Introducing these measures will 'provide transparency and certainty for all parties and are designed to ensure that the amount of legal work done is proportionate to the value of the claim'.
The measure is in line with Sir Rupert Jackson's proposal for a universal fixed costs regime to capture all claims worth up to £250,000. Professor Dominic Regan, leading expert in the field of civil procedure, has acknowledged there is "inexorable pressure to roll out fixed costs" and that the reform would reduce the pressure brought by costs management and would avoid prolonged disputes about the level of costs.
However Regan believes the scope of Jackson's reform is too broad to implement from the outset and instead there should be "a pilot scheme in a clearly defined category of claims" worth up to £75,000. Additionally, the proposals currently shed no light upon 'proportionality' in cases worth more than the fixed costs limit.
The Government has also confirmed it will build on the recommendations of Lord Justice Briggs and establish a new online court system to enable non-injury cases to be dealt with in a more time and cost effective manner.
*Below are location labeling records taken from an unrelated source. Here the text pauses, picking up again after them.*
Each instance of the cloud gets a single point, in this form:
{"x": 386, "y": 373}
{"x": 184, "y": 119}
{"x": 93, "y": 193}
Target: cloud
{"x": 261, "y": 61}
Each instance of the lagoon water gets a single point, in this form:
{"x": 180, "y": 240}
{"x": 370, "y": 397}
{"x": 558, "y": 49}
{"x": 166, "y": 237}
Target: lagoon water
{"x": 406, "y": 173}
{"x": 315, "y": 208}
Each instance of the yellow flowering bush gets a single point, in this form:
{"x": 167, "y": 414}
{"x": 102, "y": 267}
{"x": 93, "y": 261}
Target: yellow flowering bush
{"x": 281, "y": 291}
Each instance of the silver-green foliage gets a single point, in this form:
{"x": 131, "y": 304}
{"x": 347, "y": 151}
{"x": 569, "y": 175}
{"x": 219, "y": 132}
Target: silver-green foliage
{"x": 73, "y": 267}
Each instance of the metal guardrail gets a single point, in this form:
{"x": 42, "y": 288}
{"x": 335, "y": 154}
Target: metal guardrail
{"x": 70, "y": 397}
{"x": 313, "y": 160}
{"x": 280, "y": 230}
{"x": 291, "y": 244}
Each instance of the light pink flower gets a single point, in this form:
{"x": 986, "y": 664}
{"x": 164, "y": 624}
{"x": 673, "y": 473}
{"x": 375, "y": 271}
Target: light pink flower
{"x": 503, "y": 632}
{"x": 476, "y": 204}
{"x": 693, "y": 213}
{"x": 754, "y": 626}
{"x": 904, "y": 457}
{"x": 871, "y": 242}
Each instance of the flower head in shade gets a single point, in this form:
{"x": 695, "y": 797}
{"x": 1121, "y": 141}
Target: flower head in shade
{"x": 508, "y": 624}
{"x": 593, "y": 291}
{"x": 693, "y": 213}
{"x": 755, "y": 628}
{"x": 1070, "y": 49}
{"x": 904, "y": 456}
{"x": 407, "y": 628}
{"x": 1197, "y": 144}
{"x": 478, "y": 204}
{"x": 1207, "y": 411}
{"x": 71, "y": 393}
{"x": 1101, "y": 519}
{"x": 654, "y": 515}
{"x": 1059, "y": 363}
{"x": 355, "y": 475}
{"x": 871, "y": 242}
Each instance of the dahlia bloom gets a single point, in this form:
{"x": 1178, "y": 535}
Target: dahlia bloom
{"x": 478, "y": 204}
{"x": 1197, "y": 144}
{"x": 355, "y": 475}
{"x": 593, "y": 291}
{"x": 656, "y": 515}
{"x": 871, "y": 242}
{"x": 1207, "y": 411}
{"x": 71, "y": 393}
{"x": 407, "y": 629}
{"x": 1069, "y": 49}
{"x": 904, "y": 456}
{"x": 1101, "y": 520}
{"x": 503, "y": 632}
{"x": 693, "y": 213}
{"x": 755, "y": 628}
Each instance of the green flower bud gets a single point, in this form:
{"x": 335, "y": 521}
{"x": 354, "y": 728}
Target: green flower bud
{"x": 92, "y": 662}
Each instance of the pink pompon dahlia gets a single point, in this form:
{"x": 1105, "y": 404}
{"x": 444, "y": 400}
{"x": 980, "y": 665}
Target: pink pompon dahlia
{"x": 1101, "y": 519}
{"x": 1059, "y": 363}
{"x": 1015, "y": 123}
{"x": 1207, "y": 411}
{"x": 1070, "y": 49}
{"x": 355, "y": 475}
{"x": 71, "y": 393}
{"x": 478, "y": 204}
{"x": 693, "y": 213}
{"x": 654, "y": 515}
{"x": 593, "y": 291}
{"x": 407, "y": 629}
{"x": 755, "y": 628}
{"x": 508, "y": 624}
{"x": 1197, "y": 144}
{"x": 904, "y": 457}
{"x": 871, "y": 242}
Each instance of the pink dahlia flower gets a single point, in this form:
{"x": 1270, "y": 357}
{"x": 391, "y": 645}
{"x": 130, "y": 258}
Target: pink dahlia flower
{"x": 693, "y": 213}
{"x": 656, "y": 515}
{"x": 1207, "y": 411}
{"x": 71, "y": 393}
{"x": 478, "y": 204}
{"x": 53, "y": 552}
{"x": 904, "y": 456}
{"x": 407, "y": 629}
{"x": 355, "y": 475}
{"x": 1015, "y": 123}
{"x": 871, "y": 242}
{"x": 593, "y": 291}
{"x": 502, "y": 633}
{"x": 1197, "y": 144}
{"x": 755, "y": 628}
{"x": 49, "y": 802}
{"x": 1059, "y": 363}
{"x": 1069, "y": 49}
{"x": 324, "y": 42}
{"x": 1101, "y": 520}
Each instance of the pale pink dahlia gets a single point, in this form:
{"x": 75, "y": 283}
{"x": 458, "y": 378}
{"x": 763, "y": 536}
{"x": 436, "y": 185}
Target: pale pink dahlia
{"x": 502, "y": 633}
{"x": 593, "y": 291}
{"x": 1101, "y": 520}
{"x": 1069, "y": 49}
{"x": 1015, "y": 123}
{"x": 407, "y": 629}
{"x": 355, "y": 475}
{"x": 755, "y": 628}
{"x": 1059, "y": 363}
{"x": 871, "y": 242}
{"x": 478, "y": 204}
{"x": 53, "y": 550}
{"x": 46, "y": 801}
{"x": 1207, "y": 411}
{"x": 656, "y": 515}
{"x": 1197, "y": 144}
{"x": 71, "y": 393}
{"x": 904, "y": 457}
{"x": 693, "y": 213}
The Lord Chancellor has made it clear the Government is "committed to investing more than £700 million to modernise courts and tribunals".
The online court system would see lawyers being excluded and instead court staff would oversee administration of justice and seek to resolve claims via telephone mediation. Judicial time would be reserved for the most complex cases.
The MoJ has said: "When hearings are required, they may be held over the telephone or video conference, focusing court resources on the most complex and difficult cases. This will mean that cases should reach a quick resolution".
The reforms outlined in the consultation paper are based on three core principles that the system must be just, proportionate and accessible as the MoJ wants to ensure that our courts and tribunals 'always deliver swift and certain justice for everyone'. The consultation will end on 27 October.